E’ scoppiata una guerra in Libia. Tra il governo “ufficiale” e riconosciuto dalla comunità internazionale, guidato dal primo ministro Fayez al Serraj; e Khalifa Haftar, principale avversario di Serraj e capo delle Forze armate libiche (LNA), cioè le forze che controllano buona parte della Libia orientale e meridionale e che puntano a conquistare Tripoli.
La questione riguarda da vicino l’Italia: non solo per gli storici legami tra il nostro Paese e quella parte del mondo, ma anche perchè secondo un rapporto dell’AISE (l’agenzia dei servizi segretari italiani che si occupano di questioni estere) nel caso in cui il conflitto si prolungasse le ondate di migrazione verso l’Italia sarebbe stimata nell’ordine delle 100mila persone. Mentre il conflitto degenera, il presidente del consiglio e il ministro dell’Interno, le due cariche che più di tutte le altre sono interessate all’argomento, hanno scelto di andare al Vinitaly a Verona per fare qualche brindisi. Auguri.

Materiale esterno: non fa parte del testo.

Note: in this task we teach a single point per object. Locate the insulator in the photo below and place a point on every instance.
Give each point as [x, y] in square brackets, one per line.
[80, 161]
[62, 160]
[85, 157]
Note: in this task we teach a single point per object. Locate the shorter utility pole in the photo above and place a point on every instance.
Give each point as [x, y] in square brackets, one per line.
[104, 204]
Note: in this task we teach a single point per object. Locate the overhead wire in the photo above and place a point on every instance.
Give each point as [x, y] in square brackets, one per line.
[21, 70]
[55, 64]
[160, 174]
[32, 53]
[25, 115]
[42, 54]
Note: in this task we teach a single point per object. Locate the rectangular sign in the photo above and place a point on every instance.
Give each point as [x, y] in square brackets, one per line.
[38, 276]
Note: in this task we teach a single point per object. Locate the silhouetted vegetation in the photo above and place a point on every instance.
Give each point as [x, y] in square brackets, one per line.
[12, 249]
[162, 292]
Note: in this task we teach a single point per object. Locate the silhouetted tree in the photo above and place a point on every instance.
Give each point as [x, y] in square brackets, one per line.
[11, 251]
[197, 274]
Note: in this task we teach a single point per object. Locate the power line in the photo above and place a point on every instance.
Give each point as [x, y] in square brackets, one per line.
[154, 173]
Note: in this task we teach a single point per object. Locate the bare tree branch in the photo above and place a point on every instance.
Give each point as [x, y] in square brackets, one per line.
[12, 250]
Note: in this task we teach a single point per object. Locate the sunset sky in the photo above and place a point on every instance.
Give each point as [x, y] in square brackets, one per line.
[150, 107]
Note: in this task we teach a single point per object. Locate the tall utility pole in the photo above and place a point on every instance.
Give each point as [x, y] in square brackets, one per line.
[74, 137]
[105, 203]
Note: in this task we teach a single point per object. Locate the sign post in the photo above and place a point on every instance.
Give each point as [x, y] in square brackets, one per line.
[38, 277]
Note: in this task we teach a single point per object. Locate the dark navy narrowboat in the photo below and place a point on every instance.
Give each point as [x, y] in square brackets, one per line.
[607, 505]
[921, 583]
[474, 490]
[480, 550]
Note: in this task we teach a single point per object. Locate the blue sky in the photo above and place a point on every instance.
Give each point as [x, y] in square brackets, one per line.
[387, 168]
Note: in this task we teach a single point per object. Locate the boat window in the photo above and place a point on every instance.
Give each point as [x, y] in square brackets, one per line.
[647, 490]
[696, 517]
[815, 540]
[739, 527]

L’Italia ha tutto l’interesse ad entrare nella partita, non militarmente (ovviamente), ma giocando il proprio ruolo di potenza tra le più importanti, con la propria posizione baricentrica nel Mediterraneo. Una Libia instabile e ingovernabile avrebbe ricadute importanti per il nostro Paese, in particolare per l’andamento dei flussi migratori e la nostra dipendenza energetica.
Cosa occorre fare?
Bisogna costruire alleanze con chi ha interessi simili ai nostri. Ad esempio la Francia, con cui poche settimane il nostro Governo ha litigato al punto che Parigi ha richiamato il proprio ambasciatore come non avveniva dalla Seconda guerra mondiale. Si devono mettere da parte le polemiche, anche di politica interna (non aiuta la campagna elettorale, è vero) provare a stringere tutte le forze politiche attorno allo stesso obiettivo e dare forza alla linea di politica che l’Italia dovrà tenere sulla Libia. Se non sarà così, sarà più debole non il Governo, ma tutti noi come comunità internazionale.